Of course, dumping US Treasuries would impede China’s economic growth if dollar assets were sold and converted back into renminbi (which would appreciate). But China could diversify its reserves by converting them into another liquid asset that is less vulnerable to US primary or secondary sanctions, namely gold. Indeed, both China and Russia have been stockpiling gold reserves (overtly and covertly), which explains the 30% spike in gold prices since early 2019.
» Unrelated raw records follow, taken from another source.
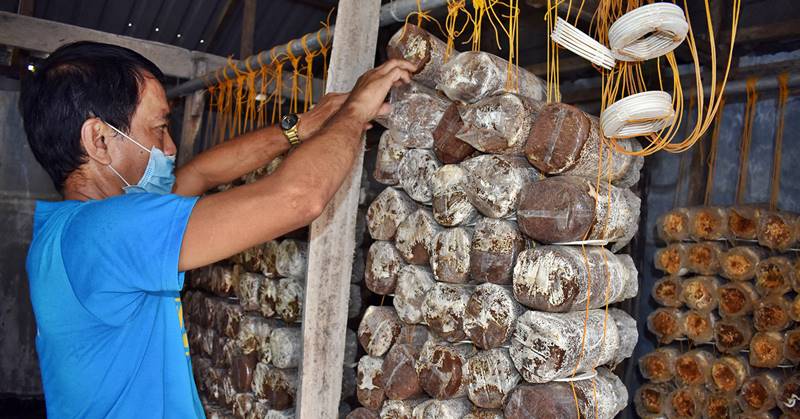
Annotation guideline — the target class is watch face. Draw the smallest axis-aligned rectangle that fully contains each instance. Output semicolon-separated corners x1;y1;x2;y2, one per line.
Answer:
281;114;297;130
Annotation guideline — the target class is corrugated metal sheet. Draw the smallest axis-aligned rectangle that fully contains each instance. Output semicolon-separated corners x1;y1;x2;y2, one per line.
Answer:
0;0;336;58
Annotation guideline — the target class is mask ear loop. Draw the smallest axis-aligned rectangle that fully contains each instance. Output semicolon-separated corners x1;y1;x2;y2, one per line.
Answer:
106;163;131;186
103;121;152;153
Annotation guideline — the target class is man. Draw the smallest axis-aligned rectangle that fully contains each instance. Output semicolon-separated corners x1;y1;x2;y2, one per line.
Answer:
20;42;413;418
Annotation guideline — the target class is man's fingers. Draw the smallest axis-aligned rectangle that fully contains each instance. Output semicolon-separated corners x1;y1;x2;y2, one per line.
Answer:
375;58;417;75
378;102;392;116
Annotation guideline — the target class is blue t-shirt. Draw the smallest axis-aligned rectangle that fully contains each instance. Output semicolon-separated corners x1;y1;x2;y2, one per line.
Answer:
27;193;205;418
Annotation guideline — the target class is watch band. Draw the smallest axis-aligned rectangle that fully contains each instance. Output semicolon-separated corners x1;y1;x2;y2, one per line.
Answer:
280;114;300;147
283;124;300;147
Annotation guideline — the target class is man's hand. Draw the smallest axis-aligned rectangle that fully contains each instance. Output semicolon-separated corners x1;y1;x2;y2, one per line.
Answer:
297;93;348;141
342;59;416;126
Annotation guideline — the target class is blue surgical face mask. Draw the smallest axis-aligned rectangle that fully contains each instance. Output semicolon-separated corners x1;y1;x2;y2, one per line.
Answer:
106;122;175;195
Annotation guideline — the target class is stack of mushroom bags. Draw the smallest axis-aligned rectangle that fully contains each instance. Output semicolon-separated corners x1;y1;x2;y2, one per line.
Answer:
635;206;800;418
183;159;363;419
349;25;642;419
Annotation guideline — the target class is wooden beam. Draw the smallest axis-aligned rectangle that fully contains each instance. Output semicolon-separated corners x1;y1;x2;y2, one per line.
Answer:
0;12;226;78
200;0;238;52
297;0;381;419
178;60;211;166
525;0;597;24
295;0;336;13
525;55;593;78
239;0;256;58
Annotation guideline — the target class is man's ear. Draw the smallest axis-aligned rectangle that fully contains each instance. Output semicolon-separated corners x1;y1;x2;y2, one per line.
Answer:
81;118;111;166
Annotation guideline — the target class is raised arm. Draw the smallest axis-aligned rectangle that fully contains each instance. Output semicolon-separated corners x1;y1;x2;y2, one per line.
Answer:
179;60;414;270
173;93;347;196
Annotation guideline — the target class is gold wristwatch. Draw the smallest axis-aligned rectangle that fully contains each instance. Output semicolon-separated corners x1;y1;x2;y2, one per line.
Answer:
280;113;300;147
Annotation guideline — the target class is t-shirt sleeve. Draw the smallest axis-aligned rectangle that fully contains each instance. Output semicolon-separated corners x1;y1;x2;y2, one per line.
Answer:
61;193;197;324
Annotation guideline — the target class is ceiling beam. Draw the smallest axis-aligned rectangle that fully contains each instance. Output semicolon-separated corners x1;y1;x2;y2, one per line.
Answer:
294;0;336;13
0;12;227;78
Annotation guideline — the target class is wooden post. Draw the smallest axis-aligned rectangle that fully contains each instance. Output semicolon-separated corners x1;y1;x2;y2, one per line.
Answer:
297;0;381;419
239;0;256;59
178;59;211;165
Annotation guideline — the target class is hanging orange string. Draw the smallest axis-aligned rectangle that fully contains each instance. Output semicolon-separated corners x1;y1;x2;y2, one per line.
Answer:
300;34;319;112
286;42;300;113
736;77;758;204
317;8;336;94
506;0;519;92
228;57;247;137
256;54;269;128
203;83;219;147
444;0;469;62
401;0;446;36
270;49;286;124
769;73;789;210
703;97;725;205
244;61;258;131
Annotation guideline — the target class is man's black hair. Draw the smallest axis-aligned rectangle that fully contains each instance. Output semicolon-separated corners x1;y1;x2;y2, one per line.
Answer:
19;41;164;192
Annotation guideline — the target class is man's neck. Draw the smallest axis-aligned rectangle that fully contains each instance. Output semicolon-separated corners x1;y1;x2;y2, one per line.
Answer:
64;172;120;201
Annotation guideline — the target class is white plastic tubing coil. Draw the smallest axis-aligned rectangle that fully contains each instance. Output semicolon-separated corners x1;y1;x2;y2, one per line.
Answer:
550;3;689;70
608;3;689;61
550;17;616;70
600;90;675;138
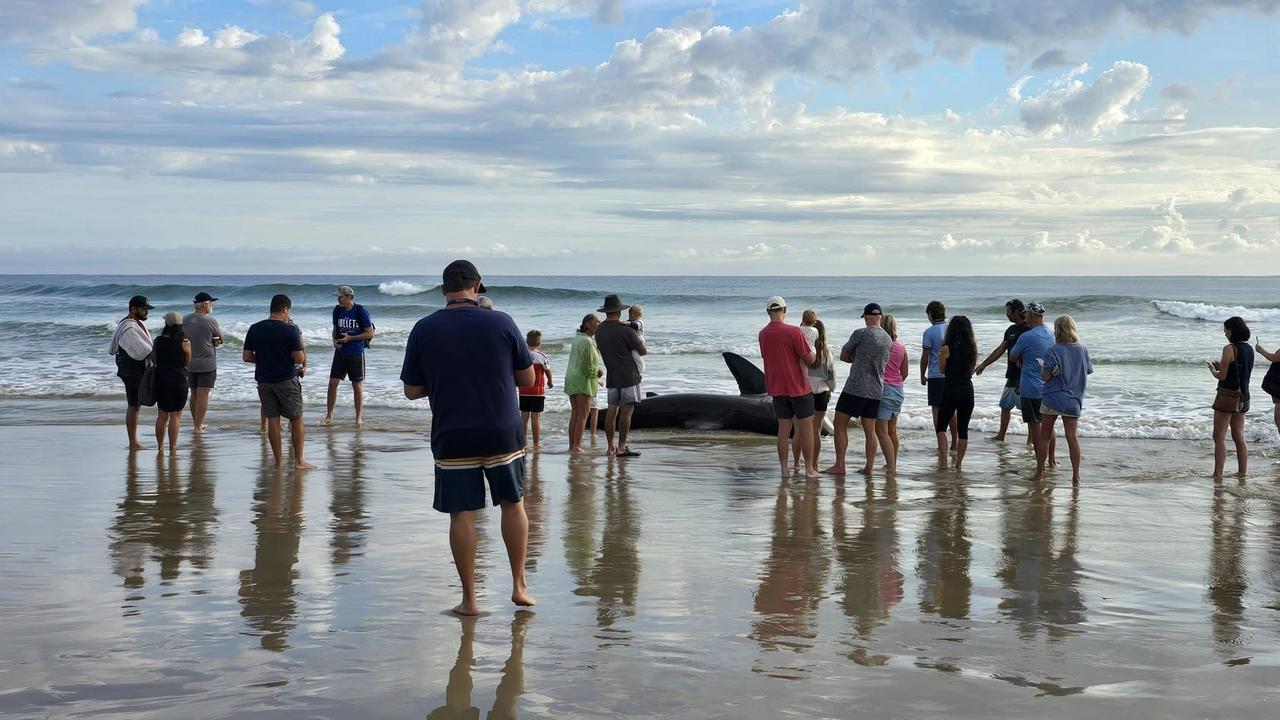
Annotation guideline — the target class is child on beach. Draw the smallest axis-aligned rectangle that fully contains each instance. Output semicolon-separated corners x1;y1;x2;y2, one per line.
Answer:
517;331;552;447
627;305;644;376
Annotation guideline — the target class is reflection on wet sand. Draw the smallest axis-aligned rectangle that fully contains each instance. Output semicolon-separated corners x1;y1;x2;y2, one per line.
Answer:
426;611;534;720
996;483;1085;641
1208;483;1249;660
831;478;904;665
110;445;218;601
564;457;640;638
239;470;305;650
751;479;831;673
326;432;370;566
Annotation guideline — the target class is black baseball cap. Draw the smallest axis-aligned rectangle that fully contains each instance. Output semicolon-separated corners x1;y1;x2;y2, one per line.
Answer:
442;260;488;292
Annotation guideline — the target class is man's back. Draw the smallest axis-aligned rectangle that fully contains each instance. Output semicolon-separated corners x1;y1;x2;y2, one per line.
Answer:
401;306;532;459
182;313;223;373
595;320;644;387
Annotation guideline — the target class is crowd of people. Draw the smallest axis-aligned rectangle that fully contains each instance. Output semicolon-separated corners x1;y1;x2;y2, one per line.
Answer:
110;260;1280;615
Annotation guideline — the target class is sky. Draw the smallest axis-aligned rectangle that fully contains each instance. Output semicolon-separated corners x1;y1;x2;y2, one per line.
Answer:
0;0;1280;275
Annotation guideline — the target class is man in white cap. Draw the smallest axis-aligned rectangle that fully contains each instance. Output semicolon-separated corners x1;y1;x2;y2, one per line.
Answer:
759;296;820;479
320;284;374;425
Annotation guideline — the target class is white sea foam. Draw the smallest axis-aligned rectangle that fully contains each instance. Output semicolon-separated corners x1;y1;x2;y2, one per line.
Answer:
378;281;431;297
1152;300;1280;323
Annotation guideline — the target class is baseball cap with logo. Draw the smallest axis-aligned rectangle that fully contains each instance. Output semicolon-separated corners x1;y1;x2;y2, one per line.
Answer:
442;260;488;292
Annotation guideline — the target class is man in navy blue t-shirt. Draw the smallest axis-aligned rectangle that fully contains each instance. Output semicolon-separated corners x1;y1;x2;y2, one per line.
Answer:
320;284;374;425
401;254;536;616
243;295;315;470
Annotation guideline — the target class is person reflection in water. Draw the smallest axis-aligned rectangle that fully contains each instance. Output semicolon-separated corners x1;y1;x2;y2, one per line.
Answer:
426;611;534;720
239;471;303;650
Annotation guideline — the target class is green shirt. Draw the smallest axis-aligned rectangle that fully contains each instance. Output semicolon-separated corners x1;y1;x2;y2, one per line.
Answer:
563;331;600;395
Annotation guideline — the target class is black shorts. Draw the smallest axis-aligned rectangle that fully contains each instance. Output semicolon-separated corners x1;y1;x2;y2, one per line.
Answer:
1021;397;1041;425
120;378;142;407
836;392;879;420
329;352;365;383
187;369;218;389
929;378;947;407
773;392;813;420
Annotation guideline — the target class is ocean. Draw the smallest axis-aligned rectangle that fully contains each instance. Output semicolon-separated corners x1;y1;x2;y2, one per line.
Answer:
0;274;1280;446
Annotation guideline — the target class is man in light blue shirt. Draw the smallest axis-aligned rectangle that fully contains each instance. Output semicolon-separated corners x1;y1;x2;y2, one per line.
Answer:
1009;302;1053;456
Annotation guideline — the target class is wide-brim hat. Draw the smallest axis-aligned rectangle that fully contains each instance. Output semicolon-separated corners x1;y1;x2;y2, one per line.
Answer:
595;295;631;314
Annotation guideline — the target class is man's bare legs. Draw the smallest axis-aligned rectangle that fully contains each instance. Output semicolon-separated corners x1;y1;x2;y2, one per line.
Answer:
191;387;212;433
124;405;145;450
499;501;536;607
449;510;481;618
822;410;849;475
876;416;897;473
859;418;888;475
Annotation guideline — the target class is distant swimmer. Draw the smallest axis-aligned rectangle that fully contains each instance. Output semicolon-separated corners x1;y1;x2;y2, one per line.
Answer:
182;291;223;433
155;310;192;455
974;297;1032;445
320;284;375;425
933;315;978;470
401;260;536;616
1036;315;1093;484
110;295;155;450
243;295;315;470
758;295;822;479
823;302;897;475
1208;316;1253;480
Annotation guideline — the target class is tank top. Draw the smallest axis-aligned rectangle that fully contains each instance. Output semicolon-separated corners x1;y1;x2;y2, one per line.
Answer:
943;342;973;384
155;336;187;373
884;340;906;387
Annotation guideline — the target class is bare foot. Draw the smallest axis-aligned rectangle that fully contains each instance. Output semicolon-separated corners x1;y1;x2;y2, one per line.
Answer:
511;588;538;607
451;601;480;618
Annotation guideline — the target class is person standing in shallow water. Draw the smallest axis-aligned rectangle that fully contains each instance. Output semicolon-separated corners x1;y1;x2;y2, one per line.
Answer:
1208;316;1253;480
401;260;536;616
1036;315;1093;484
110;295;155;450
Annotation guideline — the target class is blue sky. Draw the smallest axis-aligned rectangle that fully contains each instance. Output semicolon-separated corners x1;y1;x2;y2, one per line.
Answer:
0;0;1280;274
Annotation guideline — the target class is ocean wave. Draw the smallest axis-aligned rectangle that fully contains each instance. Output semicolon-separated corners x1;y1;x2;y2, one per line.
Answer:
1151;300;1280;323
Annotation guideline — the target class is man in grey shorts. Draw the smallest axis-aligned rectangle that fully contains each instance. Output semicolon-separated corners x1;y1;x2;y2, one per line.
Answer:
244;295;315;470
595;295;649;457
182;292;223;433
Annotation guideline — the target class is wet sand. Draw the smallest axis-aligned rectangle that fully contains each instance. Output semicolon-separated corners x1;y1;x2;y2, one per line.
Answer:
0;424;1280;719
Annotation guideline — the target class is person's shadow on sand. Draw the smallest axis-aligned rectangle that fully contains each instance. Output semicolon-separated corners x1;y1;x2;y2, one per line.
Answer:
426;611;534;720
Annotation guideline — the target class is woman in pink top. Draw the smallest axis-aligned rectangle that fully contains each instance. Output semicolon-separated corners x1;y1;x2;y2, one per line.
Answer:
876;315;908;470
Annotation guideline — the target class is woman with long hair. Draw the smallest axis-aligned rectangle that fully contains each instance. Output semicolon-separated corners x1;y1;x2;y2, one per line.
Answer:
876;315;910;471
154;311;191;455
791;309;836;468
1208;316;1253;480
1036;315;1093;486
933;315;978;470
564;313;603;454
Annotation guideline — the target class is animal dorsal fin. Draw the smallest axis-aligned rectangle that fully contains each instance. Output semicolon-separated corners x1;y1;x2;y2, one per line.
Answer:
722;352;764;395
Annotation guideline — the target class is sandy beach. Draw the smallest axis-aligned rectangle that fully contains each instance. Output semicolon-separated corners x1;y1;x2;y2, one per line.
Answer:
0;402;1280;717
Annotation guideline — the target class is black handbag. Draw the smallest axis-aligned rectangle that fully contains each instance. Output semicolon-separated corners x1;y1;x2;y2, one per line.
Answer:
138;360;156;407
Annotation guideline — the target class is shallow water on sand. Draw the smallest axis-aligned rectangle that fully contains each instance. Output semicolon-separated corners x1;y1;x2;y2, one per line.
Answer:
0;425;1280;717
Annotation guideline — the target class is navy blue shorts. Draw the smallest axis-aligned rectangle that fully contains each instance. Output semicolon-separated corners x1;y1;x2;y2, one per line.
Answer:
431;450;525;514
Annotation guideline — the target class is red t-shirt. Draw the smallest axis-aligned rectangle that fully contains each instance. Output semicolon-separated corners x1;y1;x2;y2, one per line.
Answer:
760;323;812;397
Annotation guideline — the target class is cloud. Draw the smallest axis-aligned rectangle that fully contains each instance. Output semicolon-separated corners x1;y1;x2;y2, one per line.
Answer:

In a sell-off scenario, the capital gains on gold would compensate for any loss incurred from dumping US Treasuries, whose yields would spike as their market price and value fell. So far, China and Russia’s shift into gold has occurred slowly, leaving Treasury yields unaffected. But if this diversification strategy accelerates, as is likely, it could trigger a shock in the US Treasuries market, possibly leading to a sharp economic slowdown in the US.
The US, of course, will not sit idly by while coming under asymmetric attack. It has already been increasing the pressure on these countries with sanctions and other forms of trade and financial warfare, not to mention its own world-beating cyberwarfare capabilities. US cyberattacks against the four rivals will continue to intensify this year, raising the risk of the first-ever cyber world war and massive economic, financial, and political disorder.
Looking beyond the risk of severe geopolitical escalations in 2020, there are additional medium-term risks associated with climate change, which could trigger costly environmental disasters. Climate change is not just a lumbering giant that will cause economic and financial havoc decades from now. It is a threat in the here and now, as demonstrated by the growing frequency and severity of extreme weather events.
In addition to climate change, there is evidence that separate, deeper seismic events are underway, leading to rapid global movements in magnetic polarity and accelerating ocean currents.. Any one of these developments could augur an environmental white swan event, as could climatic “tipping points” such as the collapse of major ice sheets in Antarctica or Greenland in the next few years. We already know that underwater volcanic activity is increasing; what if that trend translates into rapid marine acidification and the depletion of global fish stocks upon which billions of people rely?
As of early 2020, this is where we stand: the US and Iran have already had a military confrontation that will likely soon escalate; China is in the grip of a viral outbreak that could become a global pandemic; cyberwarfare is ongoing; major holders of US Treasuries are pursuing diversification strategies; the Democratic presidential primary is exposing rifts in the opposition to Trump and already casting doubt on vote-counting processes; rivalries between the US and four revisionist powers are escalating; and the real-world costs of climate change and other environmental trends are mounting.
This list is hardly exhaustive, but it points to what one can reasonably expect for 2020. Financial markets, meanwhile, remain blissfully in denial of the risks, convinced that a calm if not happy year awaits major economies and global markets.